Since then, more than 500 people have driven through to check out the mostly black-and-white mural inspired by old photographs that now decorates the side of 13 Delmar Ave. Nearly 130 people showed up in just one day.
Tim Sokoloff — president of the Iron Soup Historical Preservation Company, the nonprofit organization that owns 26 of the remaining 179 units and hopes to preserve and revitalize the national historic site that was built for steel workers and their families — said he’d like to see a comparable amount of people turn out for Saturday’s mural unveiling and benefit.
The unveiling, which is free to the public, will take place at 5 p.m. at the mural.
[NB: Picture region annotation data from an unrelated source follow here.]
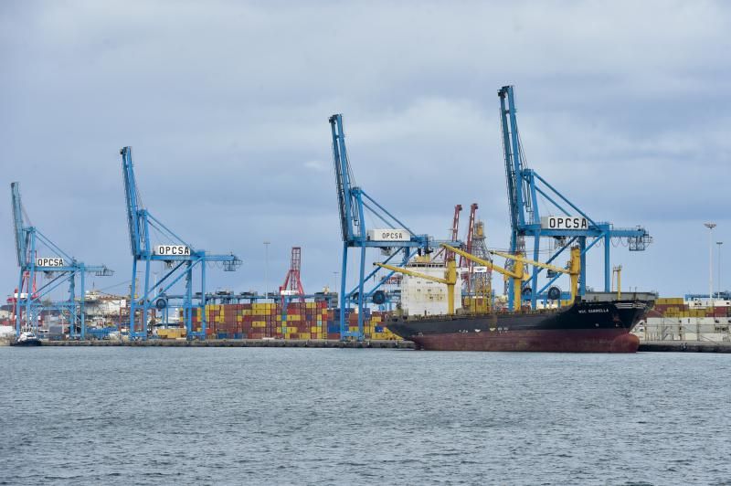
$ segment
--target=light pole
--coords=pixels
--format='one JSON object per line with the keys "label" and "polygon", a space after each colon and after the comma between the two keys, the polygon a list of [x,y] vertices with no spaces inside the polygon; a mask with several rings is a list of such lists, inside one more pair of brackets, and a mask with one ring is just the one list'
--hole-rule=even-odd
{"label": "light pole", "polygon": [[704,223],[708,228],[708,299],[714,306],[714,228],[715,223]]}
{"label": "light pole", "polygon": [[264,301],[269,297],[269,246],[271,241],[264,242]]}
{"label": "light pole", "polygon": [[718,245],[718,293],[716,296],[720,299],[721,298],[721,245],[724,244],[723,241],[716,241],[716,245]]}

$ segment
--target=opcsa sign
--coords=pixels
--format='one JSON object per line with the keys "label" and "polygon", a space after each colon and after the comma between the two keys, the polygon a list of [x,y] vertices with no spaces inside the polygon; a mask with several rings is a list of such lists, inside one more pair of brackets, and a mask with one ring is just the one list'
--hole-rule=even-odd
{"label": "opcsa sign", "polygon": [[586,217],[575,216],[547,216],[541,218],[543,229],[588,229]]}

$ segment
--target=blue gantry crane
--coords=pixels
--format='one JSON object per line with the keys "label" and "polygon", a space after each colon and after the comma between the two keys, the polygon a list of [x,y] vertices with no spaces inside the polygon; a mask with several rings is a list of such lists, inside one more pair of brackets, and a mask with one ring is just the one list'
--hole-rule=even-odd
{"label": "blue gantry crane", "polygon": [[[30,224],[20,199],[20,185],[10,185],[13,204],[13,225],[16,254],[20,268],[17,291],[15,296],[16,334],[28,329],[37,332],[38,317],[42,311],[58,311],[69,322],[69,337],[86,338],[85,282],[86,273],[100,277],[112,275],[104,265],[86,265],[62,250],[53,241]],[[48,281],[37,290],[36,276],[43,274]],[[80,286],[77,296],[77,279]],[[53,291],[69,284],[69,298],[51,301]]]}
{"label": "blue gantry crane", "polygon": [[[520,141],[515,117],[515,100],[513,86],[503,86],[498,90],[500,116],[503,129],[503,151],[505,161],[508,201],[511,217],[511,253],[524,254],[525,238],[533,238],[533,259],[537,260],[541,238],[551,238],[555,248],[546,263],[551,263],[563,251],[577,245],[581,249],[581,274],[579,295],[586,293],[586,254],[599,242],[604,244],[604,291],[610,291],[609,248],[613,238],[628,242],[630,251],[642,251],[652,242],[642,227],[616,228],[611,223],[596,221],[577,206],[548,184],[535,170],[528,168]],[[546,205],[539,206],[541,196]],[[556,215],[554,215],[556,213]],[[557,215],[557,216],[556,216]],[[544,292],[560,273],[548,273],[549,280],[538,288],[538,275],[544,269],[534,267],[530,280],[524,283],[524,299],[530,300],[535,308],[538,299],[546,297]],[[513,281],[509,281],[509,306],[514,308]]]}
{"label": "blue gantry crane", "polygon": [[[343,236],[340,337],[343,340],[353,337],[362,341],[364,338],[365,305],[369,301],[375,304],[384,303],[387,296],[382,290],[379,290],[379,287],[394,274],[394,271],[390,271],[385,277],[376,279],[376,275],[381,268],[376,267],[366,275],[366,249],[369,248],[381,249],[384,255],[387,255],[383,263],[391,260],[397,261],[397,257],[400,256],[399,263],[405,265],[414,254],[430,252],[433,245],[438,242],[431,241],[427,235],[417,235],[411,231],[408,227],[366,193],[362,187],[357,186],[353,178],[353,171],[345,149],[342,114],[334,114],[330,117],[330,128],[333,135],[333,160],[335,166],[340,229]],[[366,211],[374,219],[380,221],[379,227],[366,227]],[[358,283],[353,290],[347,291],[347,259],[350,248],[360,248],[360,262]],[[366,289],[367,282],[373,282],[372,287]],[[358,330],[356,332],[350,332],[348,322],[345,319],[345,309],[351,301],[356,303],[358,309]]]}
{"label": "blue gantry crane", "polygon": [[[233,271],[241,265],[241,260],[233,254],[208,255],[178,237],[143,206],[134,179],[132,148],[120,151],[124,175],[124,194],[127,199],[127,221],[130,230],[130,246],[132,255],[132,289],[130,291],[130,339],[146,339],[148,334],[147,316],[152,310],[167,312],[169,308],[182,308],[187,339],[206,337],[206,266],[210,262],[220,262],[225,271]],[[137,293],[137,265],[143,265],[144,277],[141,292]],[[162,263],[164,270],[162,278],[151,282],[151,266]],[[193,292],[193,270],[200,268],[200,292]],[[175,294],[174,287],[185,280],[185,291]],[[136,322],[137,310],[140,321]],[[201,315],[201,329],[193,329],[193,310],[198,309]]]}

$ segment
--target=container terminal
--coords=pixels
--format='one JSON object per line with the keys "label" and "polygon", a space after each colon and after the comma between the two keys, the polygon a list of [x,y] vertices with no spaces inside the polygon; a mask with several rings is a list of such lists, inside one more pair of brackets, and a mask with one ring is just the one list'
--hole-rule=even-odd
{"label": "container terminal", "polygon": [[[477,203],[470,206],[461,238],[461,205],[454,206],[448,239],[414,232],[378,203],[376,195],[355,184],[344,117],[334,114],[329,123],[343,242],[337,291],[325,287],[305,293],[300,278],[302,248],[293,247],[278,291],[209,292],[207,283],[213,276],[207,275],[207,264],[219,263],[225,271],[235,271],[241,260],[234,254],[213,254],[194,246],[165,226],[161,215],[144,206],[132,148],[123,147],[120,155],[132,255],[129,293],[87,290],[85,275],[110,277],[114,272],[70,257],[32,226],[19,184],[13,183],[19,274],[17,287],[0,309],[0,342],[12,343],[25,333],[26,338],[69,345],[282,342],[408,347],[403,335],[389,329],[389,322],[451,315],[485,316],[488,322],[496,316],[560,313],[577,303],[596,301],[598,295],[605,301],[620,301],[621,266],[610,264],[612,243],[644,251],[652,243],[649,232],[641,226],[619,227],[590,217],[530,168],[518,133],[514,87],[502,87],[498,101],[503,136],[496,142],[503,148],[511,222],[506,251],[489,249]],[[711,225],[706,227],[712,230]],[[369,248],[382,257],[372,268],[366,268]],[[587,254],[599,248],[603,253],[603,290],[593,291],[587,282]],[[351,256],[357,263],[355,276],[348,275]],[[493,281],[500,280],[493,280],[494,272],[503,276],[502,291],[493,288]],[[39,276],[44,277],[40,285]],[[68,288],[68,298],[52,300],[62,286]],[[655,343],[694,343],[693,349],[702,350],[703,343],[724,348],[731,342],[727,292],[685,298],[647,295],[652,295],[643,301],[649,302],[647,312],[625,326],[641,343],[641,349]]]}

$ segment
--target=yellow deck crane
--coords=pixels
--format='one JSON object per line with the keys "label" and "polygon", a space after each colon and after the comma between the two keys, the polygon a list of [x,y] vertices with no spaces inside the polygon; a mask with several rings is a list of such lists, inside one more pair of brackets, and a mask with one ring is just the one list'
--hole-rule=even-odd
{"label": "yellow deck crane", "polygon": [[514,309],[514,311],[520,310],[520,302],[521,301],[521,290],[522,284],[524,280],[530,279],[530,275],[525,273],[524,270],[524,267],[525,265],[533,265],[535,267],[540,267],[542,269],[546,269],[550,270],[554,270],[559,273],[567,273],[571,277],[571,299],[568,303],[573,303],[574,300],[576,299],[577,289],[578,289],[578,275],[581,269],[581,250],[578,248],[571,248],[571,260],[568,264],[568,269],[562,269],[559,267],[555,267],[553,265],[548,265],[547,263],[541,263],[540,261],[535,261],[532,259],[528,259],[523,256],[523,254],[518,253],[517,255],[511,255],[510,253],[503,253],[502,251],[494,251],[490,250],[490,253],[493,255],[497,255],[499,257],[503,257],[506,259],[510,259],[515,262],[514,269],[503,269],[503,267],[498,267],[497,265],[493,264],[493,262],[482,259],[481,258],[475,257],[471,253],[467,253],[460,248],[456,248],[454,247],[450,247],[449,245],[443,244],[441,245],[445,248],[449,249],[450,251],[453,251],[458,255],[461,255],[465,259],[471,260],[478,265],[482,265],[484,267],[488,267],[498,273],[504,275],[510,279],[513,279],[513,289],[514,289],[514,297],[513,301],[514,305],[517,306],[517,309]]}
{"label": "yellow deck crane", "polygon": [[[447,249],[452,249],[452,247],[450,247],[449,245],[442,246]],[[447,269],[444,272],[444,279],[409,270],[401,267],[394,267],[393,265],[387,265],[386,263],[374,263],[374,265],[398,273],[403,273],[404,275],[410,275],[411,277],[416,277],[418,279],[424,279],[425,280],[431,280],[447,285],[447,312],[450,314],[454,313],[454,286],[457,284],[457,264],[454,262],[453,257],[447,260]]]}

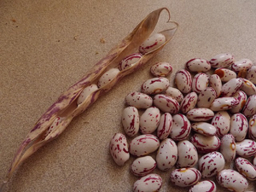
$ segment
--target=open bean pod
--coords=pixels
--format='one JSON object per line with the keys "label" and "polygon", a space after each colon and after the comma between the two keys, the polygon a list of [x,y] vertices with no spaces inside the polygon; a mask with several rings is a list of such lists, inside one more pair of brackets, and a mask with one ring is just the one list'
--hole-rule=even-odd
{"label": "open bean pod", "polygon": [[[77,100],[86,87],[90,84],[96,84],[102,74],[109,69],[118,68],[119,63],[122,59],[139,51],[139,46],[151,35],[163,10],[167,12],[169,20],[166,25],[168,24],[171,26],[169,29],[158,33],[166,37],[166,42],[155,49],[143,53],[142,57],[132,66],[118,72],[112,79],[102,86],[100,86],[99,89],[91,91],[84,102],[78,105]],[[110,90],[122,78],[137,71],[150,58],[154,56],[172,38],[177,29],[177,23],[171,21],[170,19],[171,15],[166,8],[162,8],[150,13],[126,38],[116,47],[112,49],[104,58],[99,61],[90,70],[90,73],[64,92],[43,114],[35,126],[26,135],[13,160],[4,183],[9,180],[13,172],[26,159],[31,156],[39,148],[57,137],[75,116],[86,110],[99,96]],[[51,125],[55,122],[56,119],[60,119],[61,121],[58,124],[55,124],[55,127],[52,127]],[[50,131],[49,131],[49,127],[51,127]]]}

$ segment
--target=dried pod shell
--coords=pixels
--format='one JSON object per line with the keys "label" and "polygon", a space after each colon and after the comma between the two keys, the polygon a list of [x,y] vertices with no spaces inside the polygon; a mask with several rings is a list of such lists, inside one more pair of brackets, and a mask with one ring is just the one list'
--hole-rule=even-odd
{"label": "dried pod shell", "polygon": [[192,88],[192,77],[189,71],[181,69],[175,74],[174,79],[177,88],[183,93],[189,93]]}
{"label": "dried pod shell", "polygon": [[172,66],[168,62],[158,62],[151,67],[150,72],[155,77],[166,77],[172,72]]}
{"label": "dried pod shell", "polygon": [[125,102],[137,108],[148,108],[153,104],[153,99],[144,93],[131,92],[125,96]]}
{"label": "dried pod shell", "polygon": [[161,171],[167,171],[176,164],[177,159],[177,148],[175,142],[171,138],[163,140],[155,157],[157,167]]}
{"label": "dried pod shell", "polygon": [[194,58],[188,61],[185,64],[186,69],[190,72],[207,72],[211,69],[210,62],[206,59]]}
{"label": "dried pod shell", "polygon": [[218,54],[210,61],[212,68],[228,67],[234,62],[234,56],[231,54]]}
{"label": "dried pod shell", "polygon": [[114,162],[119,166],[124,166],[130,158],[127,140],[122,133],[113,135],[109,143],[109,150]]}

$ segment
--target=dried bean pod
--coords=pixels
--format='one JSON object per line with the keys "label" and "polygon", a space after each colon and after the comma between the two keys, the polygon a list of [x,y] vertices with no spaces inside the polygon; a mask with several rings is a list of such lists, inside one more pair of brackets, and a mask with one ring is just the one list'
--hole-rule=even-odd
{"label": "dried bean pod", "polygon": [[196,122],[191,124],[191,128],[195,132],[204,136],[215,136],[217,129],[212,124],[207,122]]}
{"label": "dried bean pod", "polygon": [[204,90],[209,83],[209,77],[204,73],[199,73],[193,78],[192,80],[192,90],[200,93]]}
{"label": "dried bean pod", "polygon": [[190,72],[207,72],[211,69],[210,62],[206,59],[194,58],[188,61],[185,64],[186,69]]}
{"label": "dried bean pod", "polygon": [[253,141],[256,141],[256,114],[249,119],[248,137]]}
{"label": "dried bean pod", "polygon": [[244,139],[236,143],[236,154],[244,158],[256,154],[256,143],[251,139]]}
{"label": "dried bean pod", "polygon": [[174,141],[186,139],[191,131],[191,125],[188,118],[181,113],[172,116],[172,128],[170,137]]}
{"label": "dried bean pod", "polygon": [[125,102],[137,108],[148,108],[153,104],[153,99],[144,93],[131,92],[125,96]]}
{"label": "dried bean pod", "polygon": [[131,165],[131,172],[139,177],[143,177],[152,172],[156,167],[156,162],[151,156],[137,158]]}
{"label": "dried bean pod", "polygon": [[252,66],[251,68],[248,69],[246,79],[253,84],[256,84],[256,66]]}
{"label": "dried bean pod", "polygon": [[180,103],[180,111],[183,113],[187,113],[194,108],[197,102],[197,94],[195,92],[189,93]]}
{"label": "dried bean pod", "polygon": [[219,96],[221,94],[222,83],[221,79],[217,74],[212,74],[210,76],[209,86],[212,87],[217,94],[217,96]]}
{"label": "dried bean pod", "polygon": [[179,103],[171,96],[158,94],[154,97],[153,102],[164,113],[175,114],[178,112]]}
{"label": "dried bean pod", "polygon": [[236,106],[233,107],[230,110],[230,112],[231,112],[232,113],[240,113],[247,100],[247,96],[245,92],[240,90],[233,96],[233,97],[236,98],[239,103]]}
{"label": "dried bean pod", "polygon": [[221,153],[213,151],[201,156],[198,160],[199,171],[203,178],[211,177],[224,168],[225,160]]}
{"label": "dried bean pod", "polygon": [[190,142],[195,145],[198,153],[210,153],[217,151],[220,147],[220,140],[216,136],[207,137],[199,133],[195,133]]}
{"label": "dried bean pod", "polygon": [[220,153],[227,162],[235,160],[236,157],[236,140],[231,134],[226,134],[220,139]]}
{"label": "dried bean pod", "polygon": [[212,119],[214,113],[209,108],[193,108],[186,116],[191,121],[207,121]]}
{"label": "dried bean pod", "polygon": [[208,191],[216,192],[217,187],[213,181],[204,180],[198,182],[195,185],[189,189],[189,192]]}
{"label": "dried bean pod", "polygon": [[136,108],[128,107],[123,110],[122,124],[127,136],[137,134],[140,126],[139,113]]}
{"label": "dried bean pod", "polygon": [[230,191],[244,192],[249,185],[242,175],[231,169],[224,169],[218,173],[216,179],[222,187]]}
{"label": "dried bean pod", "polygon": [[198,161],[198,154],[195,147],[188,140],[177,143],[177,167],[193,167]]}
{"label": "dried bean pod", "polygon": [[168,62],[158,62],[151,67],[150,72],[155,77],[166,77],[172,72],[172,67]]}
{"label": "dried bean pod", "polygon": [[241,70],[248,70],[253,66],[253,61],[249,59],[241,59],[231,65],[231,69],[238,73]]}
{"label": "dried bean pod", "polygon": [[143,134],[153,133],[158,127],[160,112],[155,107],[147,108],[140,117],[140,131]]}
{"label": "dried bean pod", "polygon": [[155,157],[157,167],[161,171],[167,171],[176,164],[177,159],[177,148],[175,142],[171,138],[163,140]]}
{"label": "dried bean pod", "polygon": [[[154,56],[168,42],[170,42],[177,31],[178,25],[174,21],[169,20],[167,23],[169,25],[172,23],[172,26],[159,32],[166,37],[166,40],[165,44],[158,47],[158,49],[154,49],[152,52],[143,55],[143,56],[130,67],[129,70],[127,69],[119,72],[113,79],[91,93],[83,103],[77,106],[77,98],[85,87],[91,84],[96,84],[98,79],[107,70],[118,67],[119,61],[132,54],[134,50],[137,49],[139,45],[149,37],[154,30],[160,16],[160,13],[163,10],[166,10],[165,13],[167,13],[170,20],[170,12],[166,8],[159,9],[150,13],[126,38],[125,38],[116,47],[112,49],[104,58],[100,60],[100,61],[94,66],[93,69],[90,70],[90,73],[72,85],[67,91],[63,92],[63,94],[59,96],[58,100],[49,107],[49,108],[37,121],[34,127],[27,134],[19,147],[6,176],[7,181],[10,179],[13,172],[25,160],[42,146],[61,135],[74,117],[85,111],[89,106],[91,106],[99,98],[99,96],[106,95],[106,92],[109,91],[122,78],[137,71],[140,67]],[[60,115],[62,115],[63,117],[63,120],[60,125],[58,125],[57,128],[50,132],[45,138],[43,137],[48,127],[52,124],[54,119]]]}
{"label": "dried bean pod", "polygon": [[192,77],[189,71],[181,69],[176,73],[175,84],[177,88],[183,93],[189,93],[192,88]]}
{"label": "dried bean pod", "polygon": [[168,137],[172,128],[172,117],[169,113],[161,115],[159,126],[157,127],[157,137],[163,140]]}
{"label": "dried bean pod", "polygon": [[138,180],[133,184],[133,192],[141,191],[159,191],[162,186],[162,178],[158,174],[148,174]]}
{"label": "dried bean pod", "polygon": [[217,112],[211,124],[216,127],[216,136],[221,137],[230,131],[230,116],[226,111]]}
{"label": "dried bean pod", "polygon": [[122,133],[113,135],[109,143],[109,150],[114,162],[119,166],[124,166],[130,158],[127,140]]}
{"label": "dried bean pod", "polygon": [[174,87],[168,87],[165,91],[165,95],[172,96],[173,99],[178,102],[178,103],[180,103],[184,98],[183,93],[178,89]]}
{"label": "dried bean pod", "polygon": [[169,80],[166,78],[153,78],[143,84],[141,91],[148,95],[156,95],[165,91],[169,84]]}
{"label": "dried bean pod", "polygon": [[134,53],[126,56],[120,61],[119,67],[119,70],[122,71],[130,68],[131,67],[135,65],[135,63],[137,63],[142,57],[143,55],[140,53]]}
{"label": "dried bean pod", "polygon": [[210,60],[212,68],[228,67],[234,62],[234,56],[231,54],[218,54]]}
{"label": "dried bean pod", "polygon": [[227,83],[222,85],[221,96],[234,96],[242,86],[243,81],[241,78],[232,79]]}
{"label": "dried bean pod", "polygon": [[235,161],[237,171],[251,181],[256,180],[256,168],[244,158],[238,157]]}
{"label": "dried bean pod", "polygon": [[208,108],[216,98],[216,90],[212,87],[207,87],[198,95],[197,108]]}
{"label": "dried bean pod", "polygon": [[217,68],[214,74],[218,74],[221,81],[224,83],[236,78],[236,72],[228,68]]}
{"label": "dried bean pod", "polygon": [[201,172],[194,168],[175,169],[171,173],[171,182],[179,187],[189,187],[195,184],[201,179]]}
{"label": "dried bean pod", "polygon": [[256,113],[256,95],[250,96],[246,102],[243,109],[241,110],[247,118],[252,117]]}
{"label": "dried bean pod", "polygon": [[248,131],[248,121],[242,113],[235,113],[230,119],[230,133],[232,134],[237,142],[245,139]]}

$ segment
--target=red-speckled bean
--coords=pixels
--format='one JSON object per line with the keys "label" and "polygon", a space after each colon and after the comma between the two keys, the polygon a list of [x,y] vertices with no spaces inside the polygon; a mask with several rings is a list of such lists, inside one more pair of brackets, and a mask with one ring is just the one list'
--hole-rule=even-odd
{"label": "red-speckled bean", "polygon": [[207,121],[213,116],[214,113],[209,108],[193,108],[187,113],[187,118],[192,121]]}
{"label": "red-speckled bean", "polygon": [[207,87],[198,95],[197,108],[208,108],[216,98],[216,90],[212,87]]}
{"label": "red-speckled bean", "polygon": [[233,72],[228,68],[217,68],[214,71],[214,74],[218,74],[221,81],[224,83],[236,78],[236,72]]}
{"label": "red-speckled bean", "polygon": [[157,127],[157,137],[163,140],[168,137],[172,128],[172,117],[169,113],[161,115],[159,126]]}
{"label": "red-speckled bean", "polygon": [[216,127],[216,136],[221,137],[230,131],[230,116],[226,111],[217,112],[211,124]]}
{"label": "red-speckled bean", "polygon": [[209,83],[209,77],[204,73],[199,73],[193,78],[192,80],[192,90],[200,93],[204,90]]}
{"label": "red-speckled bean", "polygon": [[125,96],[125,102],[137,108],[148,108],[153,104],[153,99],[144,93],[131,92]]}
{"label": "red-speckled bean", "polygon": [[152,172],[155,167],[155,160],[148,155],[137,158],[131,166],[131,171],[136,176],[143,177]]}
{"label": "red-speckled bean", "polygon": [[191,91],[192,77],[189,71],[181,69],[176,73],[175,84],[177,88],[183,93],[189,93]]}
{"label": "red-speckled bean", "polygon": [[149,53],[165,44],[166,40],[166,37],[163,34],[155,33],[139,46],[139,51],[143,55]]}
{"label": "red-speckled bean", "polygon": [[159,139],[151,134],[141,135],[133,138],[129,146],[129,151],[132,155],[143,156],[147,155],[159,148]]}
{"label": "red-speckled bean", "polygon": [[220,139],[220,153],[227,162],[235,160],[236,157],[236,140],[231,134],[226,134]]}
{"label": "red-speckled bean", "polygon": [[177,148],[171,138],[163,140],[159,147],[155,157],[157,167],[161,171],[171,169],[177,162]]}
{"label": "red-speckled bean", "polygon": [[126,56],[119,62],[119,70],[122,71],[126,68],[130,68],[136,62],[137,62],[142,57],[143,55],[140,53],[134,53]]}
{"label": "red-speckled bean", "polygon": [[244,139],[236,143],[236,154],[244,158],[252,157],[256,154],[256,143],[251,139]]}
{"label": "red-speckled bean", "polygon": [[142,85],[142,92],[148,95],[156,95],[165,91],[169,86],[166,78],[153,78],[146,80]]}
{"label": "red-speckled bean", "polygon": [[201,179],[201,172],[193,167],[175,169],[172,172],[170,179],[179,187],[189,187],[195,184]]}
{"label": "red-speckled bean", "polygon": [[122,133],[113,135],[109,143],[109,150],[114,162],[119,166],[124,166],[130,158],[127,140]]}
{"label": "red-speckled bean", "polygon": [[218,173],[216,179],[221,186],[230,191],[244,192],[249,185],[242,175],[231,169],[224,169]]}
{"label": "red-speckled bean", "polygon": [[204,178],[217,175],[224,168],[225,160],[221,153],[213,151],[201,156],[198,160],[198,167]]}
{"label": "red-speckled bean", "polygon": [[220,140],[216,136],[207,137],[199,133],[195,133],[190,142],[195,145],[198,153],[210,153],[217,151],[220,147]]}
{"label": "red-speckled bean", "polygon": [[164,113],[175,114],[179,110],[179,103],[172,96],[158,94],[154,96],[153,103]]}
{"label": "red-speckled bean", "polygon": [[256,180],[256,168],[252,163],[241,157],[238,157],[236,161],[236,167],[237,171],[251,181]]}
{"label": "red-speckled bean", "polygon": [[228,67],[234,62],[234,56],[231,54],[218,54],[210,60],[212,68]]}
{"label": "red-speckled bean", "polygon": [[174,141],[186,139],[191,131],[191,125],[187,117],[183,114],[177,113],[172,116],[172,128],[170,137]]}
{"label": "red-speckled bean", "polygon": [[178,168],[193,167],[197,161],[198,154],[195,147],[188,140],[178,142],[176,166]]}
{"label": "red-speckled bean", "polygon": [[195,107],[197,98],[198,96],[195,92],[189,93],[180,103],[180,111],[183,113],[187,113],[189,110]]}
{"label": "red-speckled bean", "polygon": [[211,69],[210,62],[206,59],[194,58],[188,61],[185,64],[186,69],[190,72],[207,72]]}
{"label": "red-speckled bean", "polygon": [[195,185],[189,189],[189,192],[199,192],[199,191],[207,191],[207,192],[216,192],[217,187],[213,181],[204,180],[198,182]]}
{"label": "red-speckled bean", "polygon": [[150,72],[155,77],[166,77],[172,72],[172,67],[168,62],[158,62],[151,67]]}
{"label": "red-speckled bean", "polygon": [[158,174],[148,174],[137,180],[133,184],[134,192],[159,191],[162,186],[162,178]]}
{"label": "red-speckled bean", "polygon": [[230,119],[230,133],[232,134],[236,142],[245,139],[248,131],[248,121],[242,113],[235,113]]}
{"label": "red-speckled bean", "polygon": [[140,117],[140,131],[143,134],[153,133],[158,127],[160,112],[155,107],[147,108]]}

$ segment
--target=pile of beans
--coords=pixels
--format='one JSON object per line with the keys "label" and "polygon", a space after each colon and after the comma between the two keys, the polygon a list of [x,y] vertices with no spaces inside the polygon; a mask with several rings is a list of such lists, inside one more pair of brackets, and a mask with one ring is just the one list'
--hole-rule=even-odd
{"label": "pile of beans", "polygon": [[[231,54],[191,59],[175,73],[175,87],[172,72],[167,62],[154,64],[154,77],[126,96],[125,134],[115,133],[109,144],[113,160],[123,166],[136,157],[134,191],[160,190],[156,167],[175,167],[172,183],[189,192],[216,191],[212,177],[225,189],[246,191],[256,180],[256,66]],[[236,170],[224,168],[232,162]]]}

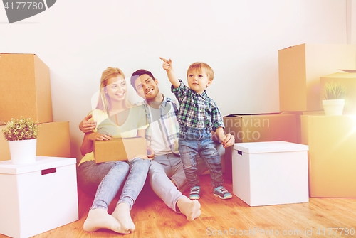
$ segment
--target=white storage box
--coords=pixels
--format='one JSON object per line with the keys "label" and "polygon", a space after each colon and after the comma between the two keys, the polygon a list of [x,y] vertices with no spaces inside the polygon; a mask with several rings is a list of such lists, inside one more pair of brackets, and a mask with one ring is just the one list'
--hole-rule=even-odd
{"label": "white storage box", "polygon": [[76,160],[0,162],[0,233],[29,237],[78,220]]}
{"label": "white storage box", "polygon": [[308,150],[286,141],[235,144],[234,193],[251,207],[308,202]]}

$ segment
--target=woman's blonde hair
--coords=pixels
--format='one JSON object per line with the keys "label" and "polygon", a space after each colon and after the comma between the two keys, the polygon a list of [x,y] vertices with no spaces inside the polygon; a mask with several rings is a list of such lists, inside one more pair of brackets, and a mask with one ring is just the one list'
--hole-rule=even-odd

It will be followed at 6 p.m. by the benefit at 2 Reasons Grill and Bar, 6 12th St.; admission is $15 per person, which includes food, entertainment and a chance at prizes. Tickets can be purchased at the door.
“I’m most looking forward to raising funds to bring more apartments back online and raising awareness about the [complex’s] history,” Sokoloff said of this weekend’s events.
Sokoloff noted that the site is regarded as the world’s first modern apartment complex, and that each unit offered its residents countless amenities that very few working-class families then had access to, like hot and cold running water, gas and electric. The row houses, too, are unique in that they are made of prefabricated, rebar-reinforced concrete slabs and were assembled with cranes.
Much of the complex’s history will be highlighted at ISHPC’s fledgling museum, located at 50 Chambers St. in a unit that retains many of its original fixtures and is being fully restored. A sneak preview will be available Saturday, said April Caruso-Richards, an ISHPC volunteer who is spearheading the museum effort.
Exhibits that will be on display in the former living room include an exploration of the 1916 workers’ strike that spurred creation of the complex. Caruso-Richards noted that exhibits eventually will fill the unit, and that the ones ready for Saturday are simply “miniature versions of the full-blown exhibits.”
Numerous souvenirs — such as magnets, felt-bottomed coasters, tote bags, keychains and T-shirts, many of them emblazoned with images of Gould’s mural — will be available Saturday as well, added Linda Gens, ISHPC executive director.
“This has stimulated so much interest,” Gens said, referring to the mural project, which Gould completed in eight days.
Melissa Hines of Poland had followed the mural’s progress on Facebook. She called ISHPC’s mission “remarkable,” and one to which she can easily relate: Her family has been in the steel business since 1928.
Wanting to help, Hines donated to ISHPC her grandmother’s circa-1920s Singer sewing machine and couture dress. Both items, which have been in her family “forever,” will be displayed in the museum.
Like the museum, the mural will help future generations to understand the site’s significance.
“I think it brings great culture and beautiful memories,” Hines said of the mural. “It’s gorgeous.”